Para explicar esa diferencia hay que remontarse a los orígenes de ambas ideologías, que son también formas de convivencia y de gobierno. Mientras el principal objetivo de la izquierda es lograr la igualdad de todos los ciudadanos, la derecha cifra sus esfuerzos en la libertad de los mismos. La igualdad es mucho más difícil dado que cada individuo es distinto a los demás. Y si se quiere ahormarlos a un modelo, tendrá que privárseles parcial o totalmente de su libertad. Ese es el drama de la izquierda, que ha intentado solucionar con todo tipo de ingeniería social, incluida la «creación del nuevo hombre soviético», el estajanovista, que producía más de lo que necesitaba para provecho del resto, y acabó en rotundo fracaso, como todas las utopías, y hace a la extrema izquierda heredera de las religiones, como demuestra que una de las primeras cosas que hace al llegar al poder es erradicar todas ellas, sean cristianas, mahometanas o budistas, para quitarse competencias. Podría incluso decirse que, tras haber matado a Dios, la extrema izquierda ha conservado abundantes signos y vocabulario de su liturgia: el «paraíso del proletariado», el «asalto al cielo», los «desviacionistas» o herejes, el «culto al líder» o Papa, aparte de la principal coartada de un comunista cuando se le reprochan la falta de libertades y el progreso material en sus regímenes. Su respuesta suele ser: «Es que aún no han implantado el verdadero comunismo», que recuerda la disculpa de los cristianos a las injusticias y calamidades en su comunidad: «Es que no practican el verdadero cristianismo». Pero resulta que el cristianismo no promete el paraíso en la Tierra, como hace la extrema izquierda, ni garantiza la justicia. Simplemente, se limita a señalar unas normas que, de cumplirse, aseguran la gloria eterna, pero en el otro mundo, no en éste, algo muy distinto.

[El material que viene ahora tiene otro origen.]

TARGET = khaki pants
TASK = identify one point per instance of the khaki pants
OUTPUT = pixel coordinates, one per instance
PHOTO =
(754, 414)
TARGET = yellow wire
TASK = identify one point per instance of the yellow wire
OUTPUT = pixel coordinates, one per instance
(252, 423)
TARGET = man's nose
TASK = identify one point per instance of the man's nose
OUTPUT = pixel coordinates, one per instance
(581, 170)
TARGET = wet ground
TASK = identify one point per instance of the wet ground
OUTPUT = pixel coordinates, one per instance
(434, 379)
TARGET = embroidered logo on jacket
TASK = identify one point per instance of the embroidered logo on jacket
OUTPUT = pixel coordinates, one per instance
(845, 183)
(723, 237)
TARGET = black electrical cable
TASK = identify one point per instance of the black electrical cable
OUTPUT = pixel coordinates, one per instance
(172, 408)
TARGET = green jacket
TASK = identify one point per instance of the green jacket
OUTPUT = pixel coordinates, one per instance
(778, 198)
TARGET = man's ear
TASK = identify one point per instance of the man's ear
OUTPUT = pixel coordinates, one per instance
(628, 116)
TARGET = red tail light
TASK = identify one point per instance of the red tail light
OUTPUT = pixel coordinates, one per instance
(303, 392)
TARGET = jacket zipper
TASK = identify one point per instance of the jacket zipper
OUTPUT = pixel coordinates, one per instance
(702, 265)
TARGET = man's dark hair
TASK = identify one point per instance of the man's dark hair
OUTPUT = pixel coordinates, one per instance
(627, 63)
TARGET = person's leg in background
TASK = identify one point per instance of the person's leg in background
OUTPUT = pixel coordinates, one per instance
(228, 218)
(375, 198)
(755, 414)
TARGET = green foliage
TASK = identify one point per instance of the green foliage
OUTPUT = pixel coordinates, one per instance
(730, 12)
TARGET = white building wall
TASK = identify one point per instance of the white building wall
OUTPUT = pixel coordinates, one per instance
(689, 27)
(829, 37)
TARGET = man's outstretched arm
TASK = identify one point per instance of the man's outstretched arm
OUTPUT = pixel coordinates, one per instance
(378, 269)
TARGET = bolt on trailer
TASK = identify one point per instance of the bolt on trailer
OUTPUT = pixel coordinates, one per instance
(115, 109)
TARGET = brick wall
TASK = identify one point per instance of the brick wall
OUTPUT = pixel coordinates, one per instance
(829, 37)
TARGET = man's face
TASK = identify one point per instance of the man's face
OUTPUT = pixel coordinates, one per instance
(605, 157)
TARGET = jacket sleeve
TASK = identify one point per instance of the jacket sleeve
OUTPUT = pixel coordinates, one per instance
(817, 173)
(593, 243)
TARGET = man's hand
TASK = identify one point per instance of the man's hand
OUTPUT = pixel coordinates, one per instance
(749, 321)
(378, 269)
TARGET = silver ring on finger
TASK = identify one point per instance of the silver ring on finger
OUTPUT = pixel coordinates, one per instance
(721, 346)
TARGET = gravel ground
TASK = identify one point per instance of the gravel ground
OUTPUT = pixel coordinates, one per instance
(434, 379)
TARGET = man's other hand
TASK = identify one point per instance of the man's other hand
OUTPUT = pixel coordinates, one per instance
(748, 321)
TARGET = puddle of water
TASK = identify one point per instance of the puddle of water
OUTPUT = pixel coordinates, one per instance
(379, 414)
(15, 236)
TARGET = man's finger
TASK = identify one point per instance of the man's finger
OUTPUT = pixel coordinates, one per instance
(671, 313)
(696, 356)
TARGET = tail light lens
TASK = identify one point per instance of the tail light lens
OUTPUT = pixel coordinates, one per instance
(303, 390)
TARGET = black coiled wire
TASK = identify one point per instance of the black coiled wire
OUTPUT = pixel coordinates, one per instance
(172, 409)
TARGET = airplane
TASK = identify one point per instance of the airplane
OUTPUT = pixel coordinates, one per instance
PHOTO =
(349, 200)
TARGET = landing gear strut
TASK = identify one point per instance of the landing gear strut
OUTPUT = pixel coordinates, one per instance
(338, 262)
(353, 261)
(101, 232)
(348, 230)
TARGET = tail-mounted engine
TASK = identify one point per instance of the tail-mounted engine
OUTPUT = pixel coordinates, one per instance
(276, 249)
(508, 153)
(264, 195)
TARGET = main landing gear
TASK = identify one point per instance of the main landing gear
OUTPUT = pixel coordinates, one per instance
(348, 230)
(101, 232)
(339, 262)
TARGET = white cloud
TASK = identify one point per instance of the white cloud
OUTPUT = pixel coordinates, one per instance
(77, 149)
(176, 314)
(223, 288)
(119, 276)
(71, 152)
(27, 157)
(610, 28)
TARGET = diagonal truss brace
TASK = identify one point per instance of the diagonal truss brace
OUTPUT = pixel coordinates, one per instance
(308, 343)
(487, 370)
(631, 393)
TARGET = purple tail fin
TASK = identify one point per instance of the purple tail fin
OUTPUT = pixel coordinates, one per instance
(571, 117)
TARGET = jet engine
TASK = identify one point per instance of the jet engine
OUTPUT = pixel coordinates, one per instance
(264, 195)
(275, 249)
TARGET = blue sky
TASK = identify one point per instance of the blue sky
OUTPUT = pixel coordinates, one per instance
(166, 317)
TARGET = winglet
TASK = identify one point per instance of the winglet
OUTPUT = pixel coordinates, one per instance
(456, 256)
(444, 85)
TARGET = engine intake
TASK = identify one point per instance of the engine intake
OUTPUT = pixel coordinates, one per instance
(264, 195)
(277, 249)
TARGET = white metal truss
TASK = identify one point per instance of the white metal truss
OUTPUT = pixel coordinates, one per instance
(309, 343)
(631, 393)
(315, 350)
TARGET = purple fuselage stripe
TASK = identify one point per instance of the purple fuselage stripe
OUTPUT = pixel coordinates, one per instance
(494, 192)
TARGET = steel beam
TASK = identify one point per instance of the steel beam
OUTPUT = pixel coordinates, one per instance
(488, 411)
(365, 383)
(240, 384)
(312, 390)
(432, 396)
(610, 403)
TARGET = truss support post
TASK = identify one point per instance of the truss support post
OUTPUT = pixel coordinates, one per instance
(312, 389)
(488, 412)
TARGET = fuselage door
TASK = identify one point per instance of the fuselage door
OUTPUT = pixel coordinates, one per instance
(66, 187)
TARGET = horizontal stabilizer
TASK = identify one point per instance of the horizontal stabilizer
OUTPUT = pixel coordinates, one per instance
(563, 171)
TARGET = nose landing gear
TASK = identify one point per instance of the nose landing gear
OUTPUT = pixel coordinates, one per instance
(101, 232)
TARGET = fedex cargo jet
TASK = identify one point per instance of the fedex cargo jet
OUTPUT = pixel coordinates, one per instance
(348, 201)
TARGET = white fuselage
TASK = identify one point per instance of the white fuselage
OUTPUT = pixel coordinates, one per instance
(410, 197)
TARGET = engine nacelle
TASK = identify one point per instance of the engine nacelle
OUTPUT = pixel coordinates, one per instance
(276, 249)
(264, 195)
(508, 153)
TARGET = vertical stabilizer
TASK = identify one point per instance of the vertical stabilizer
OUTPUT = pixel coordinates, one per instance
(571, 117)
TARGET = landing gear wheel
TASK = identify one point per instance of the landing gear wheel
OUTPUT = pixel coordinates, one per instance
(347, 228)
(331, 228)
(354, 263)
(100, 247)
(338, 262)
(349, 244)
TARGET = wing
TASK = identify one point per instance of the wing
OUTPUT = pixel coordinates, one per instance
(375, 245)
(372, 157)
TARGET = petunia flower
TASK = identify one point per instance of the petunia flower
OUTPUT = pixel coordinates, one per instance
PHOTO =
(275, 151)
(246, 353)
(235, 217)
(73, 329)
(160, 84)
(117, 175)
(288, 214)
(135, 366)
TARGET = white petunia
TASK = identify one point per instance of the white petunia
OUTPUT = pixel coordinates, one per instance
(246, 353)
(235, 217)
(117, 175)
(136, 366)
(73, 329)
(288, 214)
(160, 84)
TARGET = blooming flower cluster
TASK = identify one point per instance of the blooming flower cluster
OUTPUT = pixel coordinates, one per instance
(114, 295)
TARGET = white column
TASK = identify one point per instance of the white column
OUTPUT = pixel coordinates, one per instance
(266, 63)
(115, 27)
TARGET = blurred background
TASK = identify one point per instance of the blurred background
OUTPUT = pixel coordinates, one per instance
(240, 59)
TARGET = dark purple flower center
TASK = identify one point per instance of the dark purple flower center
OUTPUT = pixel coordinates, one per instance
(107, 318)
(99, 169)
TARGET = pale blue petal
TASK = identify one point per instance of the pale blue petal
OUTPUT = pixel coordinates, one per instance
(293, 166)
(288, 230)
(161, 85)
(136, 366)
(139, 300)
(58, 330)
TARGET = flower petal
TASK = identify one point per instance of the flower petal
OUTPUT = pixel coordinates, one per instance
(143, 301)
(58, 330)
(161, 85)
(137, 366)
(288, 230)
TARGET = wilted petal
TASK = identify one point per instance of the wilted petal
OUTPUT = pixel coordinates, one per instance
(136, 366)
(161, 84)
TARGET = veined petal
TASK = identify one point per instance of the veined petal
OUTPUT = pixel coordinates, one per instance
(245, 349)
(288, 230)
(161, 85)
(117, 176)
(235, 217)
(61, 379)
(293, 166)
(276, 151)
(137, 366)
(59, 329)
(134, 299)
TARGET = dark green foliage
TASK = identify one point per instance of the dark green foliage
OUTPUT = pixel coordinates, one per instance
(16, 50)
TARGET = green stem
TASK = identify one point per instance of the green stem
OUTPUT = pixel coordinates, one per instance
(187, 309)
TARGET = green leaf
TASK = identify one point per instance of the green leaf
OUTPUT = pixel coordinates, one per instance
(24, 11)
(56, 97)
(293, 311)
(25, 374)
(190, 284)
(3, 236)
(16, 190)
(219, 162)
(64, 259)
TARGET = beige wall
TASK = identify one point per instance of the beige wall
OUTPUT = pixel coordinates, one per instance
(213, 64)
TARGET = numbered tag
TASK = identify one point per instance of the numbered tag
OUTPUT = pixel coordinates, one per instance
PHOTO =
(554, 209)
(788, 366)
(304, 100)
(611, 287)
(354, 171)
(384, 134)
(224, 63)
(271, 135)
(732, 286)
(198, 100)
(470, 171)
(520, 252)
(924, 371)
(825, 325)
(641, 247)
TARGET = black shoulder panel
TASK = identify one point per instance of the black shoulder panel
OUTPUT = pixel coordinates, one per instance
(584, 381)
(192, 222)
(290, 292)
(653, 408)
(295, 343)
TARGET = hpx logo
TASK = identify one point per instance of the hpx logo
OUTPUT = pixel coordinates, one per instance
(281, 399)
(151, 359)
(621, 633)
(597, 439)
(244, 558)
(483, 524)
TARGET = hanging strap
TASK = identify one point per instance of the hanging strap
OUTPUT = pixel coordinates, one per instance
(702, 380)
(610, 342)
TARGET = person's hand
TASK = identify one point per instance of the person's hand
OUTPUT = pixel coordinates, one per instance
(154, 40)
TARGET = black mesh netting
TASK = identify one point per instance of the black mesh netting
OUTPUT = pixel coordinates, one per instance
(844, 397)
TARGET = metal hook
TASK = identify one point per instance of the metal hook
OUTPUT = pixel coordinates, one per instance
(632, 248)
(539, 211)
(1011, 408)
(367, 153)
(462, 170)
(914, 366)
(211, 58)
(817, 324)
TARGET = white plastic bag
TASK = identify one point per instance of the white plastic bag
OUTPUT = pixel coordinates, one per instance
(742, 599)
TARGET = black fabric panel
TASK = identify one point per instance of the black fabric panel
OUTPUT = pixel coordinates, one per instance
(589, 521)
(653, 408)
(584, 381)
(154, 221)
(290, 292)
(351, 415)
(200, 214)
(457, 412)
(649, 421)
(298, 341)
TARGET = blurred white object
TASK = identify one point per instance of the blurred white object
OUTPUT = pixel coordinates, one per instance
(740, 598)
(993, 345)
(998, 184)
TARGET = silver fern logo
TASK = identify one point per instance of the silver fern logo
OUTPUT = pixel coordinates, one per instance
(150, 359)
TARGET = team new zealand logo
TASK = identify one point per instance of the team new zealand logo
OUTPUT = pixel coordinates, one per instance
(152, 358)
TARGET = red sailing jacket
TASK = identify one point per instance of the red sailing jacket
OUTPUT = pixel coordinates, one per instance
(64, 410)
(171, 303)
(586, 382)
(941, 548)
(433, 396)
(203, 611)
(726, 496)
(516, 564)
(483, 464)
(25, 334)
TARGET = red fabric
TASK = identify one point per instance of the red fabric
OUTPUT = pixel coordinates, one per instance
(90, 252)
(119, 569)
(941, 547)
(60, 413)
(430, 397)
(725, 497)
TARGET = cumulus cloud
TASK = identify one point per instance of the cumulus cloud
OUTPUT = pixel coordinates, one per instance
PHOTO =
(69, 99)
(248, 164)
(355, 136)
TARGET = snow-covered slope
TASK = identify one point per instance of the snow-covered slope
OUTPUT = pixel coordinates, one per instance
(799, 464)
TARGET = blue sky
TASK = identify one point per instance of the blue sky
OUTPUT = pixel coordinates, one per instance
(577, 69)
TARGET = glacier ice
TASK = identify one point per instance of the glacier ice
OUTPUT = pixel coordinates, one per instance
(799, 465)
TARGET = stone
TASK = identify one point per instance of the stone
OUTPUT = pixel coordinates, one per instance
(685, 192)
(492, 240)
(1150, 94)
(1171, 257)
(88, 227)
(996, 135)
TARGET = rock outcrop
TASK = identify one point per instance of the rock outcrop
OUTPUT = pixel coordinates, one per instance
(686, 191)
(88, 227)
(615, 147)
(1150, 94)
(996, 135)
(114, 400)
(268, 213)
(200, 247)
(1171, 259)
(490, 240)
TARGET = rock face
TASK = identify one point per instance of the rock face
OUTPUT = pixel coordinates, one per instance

En cambio, la distancia entre la derecha y la religión, contra lo que suele creerse y afirmarse, es bastante mayor. En la inmensa mayoría de los países cristianos, la religión ha pasado a ser asunto privado, no político, aunque los diez Mandamientos que Dios dio a Moisés en el monte Sinaí están más o menos incluidos en los códigos civiles de todos ellos. Que se cumplan o no depende ya de cada uno. Es verdad que la extrema derecha tiende a incluirlos en el Código Penal, como estuvieron durante siglos, pero poco a poco se han ido convirtiendo en normas morales más que penales. Podrá discutirse si ha sido bueno o malo para el conjunto de la sociedad, pero de lo que no cabe duda es de que vamos hacia una sociedad donde el individuo adquiere un protagonismo cada vez mayor, lo que le ofrece posibilidades mucho más amplias, con todos los riesgos que ello trae consigo. Pero que nos ha traído progreso material lo demuestra que nuestra vida es mucho más cómoda que la de nuestros padres, por no decir ya la de nuestros abuelos, aunque debemos tener cuidado que esa misma comodidad no nos juegue la mala pasada de creer que todo es gratis, cuando no lo es. There is no free lunch, no hay almuerzo gratis, dice el refrán norteamericano. Las consecuencias están a la vista: cada vez hay más ciudadanos de plenos derechos y obligaciones. Lo que significa que es responsable de lo que hace o deja de hacer debiendo hacerlo. Así que nadie se queje si se le piden cuentas aquí abajo, no en el cielo.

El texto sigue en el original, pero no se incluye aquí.